Millennium Post

Have a problem with clean politics?

While the ruling passed on Monday by the Central Information Commission directing the political parties to come under the ambit of the Right to Information Act has been hailed by large sections of the civil society and the media, the political fraternity of the country seems mightily displeased about the prospects entailed by the new compulsion. Prominently amongst the disgruntled parties, the Congress has been frank and direct about rejecting the suggestion, saying that the order is likely to ‘damage’ the democratic fabric of the institutions! It is obviously not unexpected that the Congress, despite being the main partner in the ramshackle coalition that is the United Progressive Alliance, and in spite of being in the eye of the series of storms pertaining to the slew of corruptions scandals, has made its oppositional stance clear to the public. However, it is extremely unfortunate that the oldest political party has given the absolutely baseless reason to reject the order, a watershed in the crusade to usher in transparency and accountability in the political affairs, that it would create ruptures in the political system, and would be used to harness undue information against rival political factions. Deplorably enough, even the Communist Part of India (Marxist) has joined the bandwagon of the Congress and has voiced a unanimous disapproval of the judgement of the CIC, saying that it would cause disagreements within the party, the management of which would become more difficult if the public gets access to sensitive information. Similarly, BJP’s suggestion that the matter be referred to the Election Commission is equally flawed since the CIC’s order has nothing to do with parties winning the elections, but their crucial role as political organisations representing certain people, agendas, ideologies and visions for the functioning of the democracy.

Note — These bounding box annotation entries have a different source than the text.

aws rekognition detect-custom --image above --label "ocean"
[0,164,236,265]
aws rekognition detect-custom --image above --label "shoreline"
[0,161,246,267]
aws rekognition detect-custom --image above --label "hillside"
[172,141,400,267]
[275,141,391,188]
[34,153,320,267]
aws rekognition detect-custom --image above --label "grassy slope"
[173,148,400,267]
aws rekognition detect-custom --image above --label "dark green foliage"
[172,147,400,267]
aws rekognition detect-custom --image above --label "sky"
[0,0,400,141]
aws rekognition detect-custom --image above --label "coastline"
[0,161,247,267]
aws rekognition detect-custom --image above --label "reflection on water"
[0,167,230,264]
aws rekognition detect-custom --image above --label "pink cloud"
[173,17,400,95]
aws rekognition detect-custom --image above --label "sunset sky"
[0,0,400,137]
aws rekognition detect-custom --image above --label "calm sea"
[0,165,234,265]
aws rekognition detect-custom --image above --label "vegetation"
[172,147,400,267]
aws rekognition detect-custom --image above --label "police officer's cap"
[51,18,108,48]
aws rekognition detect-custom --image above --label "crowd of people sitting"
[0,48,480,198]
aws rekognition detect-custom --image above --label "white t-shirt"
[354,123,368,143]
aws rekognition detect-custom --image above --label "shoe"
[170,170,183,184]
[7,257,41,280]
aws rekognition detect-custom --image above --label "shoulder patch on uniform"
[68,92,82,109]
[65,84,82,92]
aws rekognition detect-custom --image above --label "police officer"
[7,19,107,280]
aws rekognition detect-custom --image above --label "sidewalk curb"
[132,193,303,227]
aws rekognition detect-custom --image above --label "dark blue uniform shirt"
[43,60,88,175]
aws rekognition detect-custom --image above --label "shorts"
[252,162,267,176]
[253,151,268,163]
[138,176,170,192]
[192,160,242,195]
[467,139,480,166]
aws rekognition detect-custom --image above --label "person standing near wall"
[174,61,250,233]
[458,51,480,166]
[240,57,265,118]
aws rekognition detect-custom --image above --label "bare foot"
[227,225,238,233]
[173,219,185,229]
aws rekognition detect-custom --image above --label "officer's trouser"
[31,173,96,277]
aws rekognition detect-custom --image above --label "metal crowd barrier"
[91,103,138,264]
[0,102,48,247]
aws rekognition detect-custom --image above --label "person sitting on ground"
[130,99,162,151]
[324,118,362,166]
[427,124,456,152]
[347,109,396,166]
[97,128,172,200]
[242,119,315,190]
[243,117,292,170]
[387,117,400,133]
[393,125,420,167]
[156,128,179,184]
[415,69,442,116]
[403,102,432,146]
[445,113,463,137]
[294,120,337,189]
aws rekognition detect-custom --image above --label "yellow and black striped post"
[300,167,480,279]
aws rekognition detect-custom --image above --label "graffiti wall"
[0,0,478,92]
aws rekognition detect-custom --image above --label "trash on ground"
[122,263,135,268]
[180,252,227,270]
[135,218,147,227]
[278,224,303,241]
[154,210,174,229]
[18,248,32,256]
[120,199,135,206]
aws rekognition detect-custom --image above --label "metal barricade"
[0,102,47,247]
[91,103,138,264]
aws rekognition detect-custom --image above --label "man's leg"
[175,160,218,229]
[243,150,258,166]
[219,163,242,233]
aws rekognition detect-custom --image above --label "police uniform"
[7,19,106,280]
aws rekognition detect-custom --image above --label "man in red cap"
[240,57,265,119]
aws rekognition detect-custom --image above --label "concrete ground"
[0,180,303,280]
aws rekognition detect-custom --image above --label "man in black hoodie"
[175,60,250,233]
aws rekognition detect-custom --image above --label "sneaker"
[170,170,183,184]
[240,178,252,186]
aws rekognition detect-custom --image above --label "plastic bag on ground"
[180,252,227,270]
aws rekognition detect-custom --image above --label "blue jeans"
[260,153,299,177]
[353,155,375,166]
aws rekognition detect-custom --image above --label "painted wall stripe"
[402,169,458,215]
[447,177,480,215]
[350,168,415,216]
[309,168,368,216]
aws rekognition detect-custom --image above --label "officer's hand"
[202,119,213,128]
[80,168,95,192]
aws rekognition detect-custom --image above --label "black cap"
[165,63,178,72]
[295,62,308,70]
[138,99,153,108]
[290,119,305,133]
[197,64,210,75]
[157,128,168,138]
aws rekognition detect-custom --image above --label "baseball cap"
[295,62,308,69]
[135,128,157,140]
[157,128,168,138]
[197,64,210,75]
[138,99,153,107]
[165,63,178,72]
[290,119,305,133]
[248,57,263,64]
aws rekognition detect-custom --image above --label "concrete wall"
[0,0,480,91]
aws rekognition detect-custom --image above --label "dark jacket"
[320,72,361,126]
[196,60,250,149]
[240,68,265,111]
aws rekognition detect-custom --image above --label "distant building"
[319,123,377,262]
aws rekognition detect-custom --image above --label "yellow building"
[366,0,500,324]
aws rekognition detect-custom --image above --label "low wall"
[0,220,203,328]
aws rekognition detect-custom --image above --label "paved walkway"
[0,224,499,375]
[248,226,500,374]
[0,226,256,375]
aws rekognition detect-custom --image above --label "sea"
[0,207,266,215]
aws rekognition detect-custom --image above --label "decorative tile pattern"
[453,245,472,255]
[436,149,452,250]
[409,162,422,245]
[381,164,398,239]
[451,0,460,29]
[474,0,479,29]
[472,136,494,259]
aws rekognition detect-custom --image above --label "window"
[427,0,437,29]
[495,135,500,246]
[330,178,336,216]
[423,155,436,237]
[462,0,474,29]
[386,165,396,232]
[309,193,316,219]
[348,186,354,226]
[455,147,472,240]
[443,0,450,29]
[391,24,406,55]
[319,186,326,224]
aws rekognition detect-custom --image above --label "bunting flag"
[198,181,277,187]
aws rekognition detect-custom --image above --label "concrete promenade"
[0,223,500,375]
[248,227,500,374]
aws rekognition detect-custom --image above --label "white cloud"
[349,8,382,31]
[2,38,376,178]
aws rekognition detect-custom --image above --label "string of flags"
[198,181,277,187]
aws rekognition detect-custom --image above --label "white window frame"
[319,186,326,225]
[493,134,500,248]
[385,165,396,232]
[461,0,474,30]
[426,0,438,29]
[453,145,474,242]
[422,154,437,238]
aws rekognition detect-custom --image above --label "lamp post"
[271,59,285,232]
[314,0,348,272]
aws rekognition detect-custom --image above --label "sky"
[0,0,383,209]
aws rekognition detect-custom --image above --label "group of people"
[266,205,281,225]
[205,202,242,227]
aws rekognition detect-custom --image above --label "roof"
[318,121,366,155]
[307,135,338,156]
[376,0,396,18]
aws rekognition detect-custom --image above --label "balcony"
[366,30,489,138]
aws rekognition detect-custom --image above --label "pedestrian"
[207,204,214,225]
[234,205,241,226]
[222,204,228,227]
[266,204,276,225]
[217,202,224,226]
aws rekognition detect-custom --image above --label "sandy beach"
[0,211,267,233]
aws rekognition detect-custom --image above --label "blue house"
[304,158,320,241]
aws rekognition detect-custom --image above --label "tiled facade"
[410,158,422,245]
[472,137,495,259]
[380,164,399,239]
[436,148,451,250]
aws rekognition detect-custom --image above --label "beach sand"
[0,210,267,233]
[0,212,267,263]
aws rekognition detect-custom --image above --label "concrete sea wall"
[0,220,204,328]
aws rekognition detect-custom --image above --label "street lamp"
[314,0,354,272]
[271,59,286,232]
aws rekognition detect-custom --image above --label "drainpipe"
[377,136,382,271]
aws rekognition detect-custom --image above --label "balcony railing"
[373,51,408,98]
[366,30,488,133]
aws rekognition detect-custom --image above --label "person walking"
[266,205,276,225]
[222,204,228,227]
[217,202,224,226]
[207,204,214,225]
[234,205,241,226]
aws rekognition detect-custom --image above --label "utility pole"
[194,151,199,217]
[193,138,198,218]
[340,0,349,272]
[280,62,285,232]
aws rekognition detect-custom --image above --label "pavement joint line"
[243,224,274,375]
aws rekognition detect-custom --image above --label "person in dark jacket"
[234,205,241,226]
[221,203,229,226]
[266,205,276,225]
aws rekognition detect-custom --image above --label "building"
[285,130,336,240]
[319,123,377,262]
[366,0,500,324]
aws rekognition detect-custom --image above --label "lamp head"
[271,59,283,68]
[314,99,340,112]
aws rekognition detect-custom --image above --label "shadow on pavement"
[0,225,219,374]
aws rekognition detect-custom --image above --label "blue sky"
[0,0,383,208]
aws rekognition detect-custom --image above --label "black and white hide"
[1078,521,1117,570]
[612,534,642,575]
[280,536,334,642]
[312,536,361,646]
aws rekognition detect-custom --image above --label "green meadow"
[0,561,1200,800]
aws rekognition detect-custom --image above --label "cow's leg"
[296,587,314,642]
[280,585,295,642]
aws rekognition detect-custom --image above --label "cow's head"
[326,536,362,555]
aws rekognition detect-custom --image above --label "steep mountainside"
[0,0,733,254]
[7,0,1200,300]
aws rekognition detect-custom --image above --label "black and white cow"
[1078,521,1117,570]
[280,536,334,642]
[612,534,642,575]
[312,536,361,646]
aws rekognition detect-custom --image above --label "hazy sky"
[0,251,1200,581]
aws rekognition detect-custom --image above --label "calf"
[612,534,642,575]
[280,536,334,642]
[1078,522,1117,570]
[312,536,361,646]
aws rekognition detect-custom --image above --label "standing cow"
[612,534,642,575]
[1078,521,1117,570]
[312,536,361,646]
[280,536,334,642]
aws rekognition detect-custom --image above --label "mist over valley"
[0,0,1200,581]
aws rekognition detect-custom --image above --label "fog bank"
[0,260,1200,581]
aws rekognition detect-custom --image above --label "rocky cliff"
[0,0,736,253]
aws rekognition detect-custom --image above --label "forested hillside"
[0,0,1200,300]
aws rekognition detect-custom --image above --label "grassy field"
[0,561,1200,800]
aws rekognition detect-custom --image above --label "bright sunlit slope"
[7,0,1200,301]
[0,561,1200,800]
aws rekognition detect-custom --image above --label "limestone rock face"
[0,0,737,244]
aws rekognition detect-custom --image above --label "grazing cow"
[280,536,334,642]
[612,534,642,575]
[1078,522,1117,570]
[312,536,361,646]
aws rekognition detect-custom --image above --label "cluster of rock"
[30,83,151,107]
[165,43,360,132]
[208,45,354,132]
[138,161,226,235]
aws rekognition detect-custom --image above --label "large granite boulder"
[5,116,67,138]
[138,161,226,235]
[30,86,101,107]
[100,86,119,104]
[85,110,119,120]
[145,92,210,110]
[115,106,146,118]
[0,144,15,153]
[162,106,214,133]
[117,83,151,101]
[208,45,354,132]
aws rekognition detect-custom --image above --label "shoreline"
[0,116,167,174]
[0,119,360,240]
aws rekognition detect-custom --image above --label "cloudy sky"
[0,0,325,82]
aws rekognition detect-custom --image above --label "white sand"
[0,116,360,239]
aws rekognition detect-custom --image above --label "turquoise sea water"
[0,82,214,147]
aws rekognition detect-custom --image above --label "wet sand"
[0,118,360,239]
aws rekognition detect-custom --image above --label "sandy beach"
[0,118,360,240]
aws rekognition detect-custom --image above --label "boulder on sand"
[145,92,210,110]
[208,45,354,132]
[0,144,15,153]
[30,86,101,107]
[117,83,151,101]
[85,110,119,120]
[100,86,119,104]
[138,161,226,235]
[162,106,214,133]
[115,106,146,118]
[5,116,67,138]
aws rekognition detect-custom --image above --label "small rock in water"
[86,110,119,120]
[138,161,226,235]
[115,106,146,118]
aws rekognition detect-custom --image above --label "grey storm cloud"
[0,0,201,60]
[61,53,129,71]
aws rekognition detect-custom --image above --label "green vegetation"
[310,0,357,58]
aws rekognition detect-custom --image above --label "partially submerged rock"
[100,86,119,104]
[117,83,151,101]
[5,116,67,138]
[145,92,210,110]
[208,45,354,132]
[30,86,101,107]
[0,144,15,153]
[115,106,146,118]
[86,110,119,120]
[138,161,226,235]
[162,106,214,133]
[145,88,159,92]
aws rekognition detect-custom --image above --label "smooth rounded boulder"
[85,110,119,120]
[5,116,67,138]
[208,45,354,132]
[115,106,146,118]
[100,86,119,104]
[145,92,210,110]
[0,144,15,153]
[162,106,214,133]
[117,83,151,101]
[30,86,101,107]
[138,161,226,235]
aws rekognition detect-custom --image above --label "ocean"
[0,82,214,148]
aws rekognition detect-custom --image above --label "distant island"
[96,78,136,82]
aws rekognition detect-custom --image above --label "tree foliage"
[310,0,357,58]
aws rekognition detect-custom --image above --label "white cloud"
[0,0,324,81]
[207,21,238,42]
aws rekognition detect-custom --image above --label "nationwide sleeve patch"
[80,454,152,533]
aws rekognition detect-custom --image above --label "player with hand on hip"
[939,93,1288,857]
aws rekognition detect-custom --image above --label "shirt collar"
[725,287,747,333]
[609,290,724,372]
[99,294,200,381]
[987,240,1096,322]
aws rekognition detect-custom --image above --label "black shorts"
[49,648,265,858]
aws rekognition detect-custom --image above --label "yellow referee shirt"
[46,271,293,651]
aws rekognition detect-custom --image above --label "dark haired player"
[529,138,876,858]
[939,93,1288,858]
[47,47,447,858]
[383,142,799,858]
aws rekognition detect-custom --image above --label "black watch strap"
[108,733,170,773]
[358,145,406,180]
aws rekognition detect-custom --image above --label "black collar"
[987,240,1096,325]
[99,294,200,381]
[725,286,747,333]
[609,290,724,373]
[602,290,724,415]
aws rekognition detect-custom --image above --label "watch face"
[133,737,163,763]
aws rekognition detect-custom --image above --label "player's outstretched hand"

Political parties cannot remain barricaded behind impunities because they have a direct bearing upon the way parliamentary democracy functions in this country. And having control over information regarding the public policies, manifestos, criminal and educational history of election candidates and others holding posts within the parties, criteria of selection of the candidates as well as adequate representation of all sections of people to ensure inner-party democracy, financial sources of the parties, along with details of voluntary donations, among others, is indispensable for a discerning citizenry so as to be able to choose and elect candidates wisely. Since political parties have an immediate effect on the functioning of the democracy, and since many of them receive substantial government aid, in terms of monetary donations, subsidies in land and other amenities, income tax exemptions, it is obvious that their coming under the purview of the RTI is completely justified. This would prove to be a great tool in the hands of the people whom the parties claim to represent in the first place. Sadly, stonewalling such a great populist reform would only mean that parties have much to hide, that being under the ambit of RTI would bring out in the open.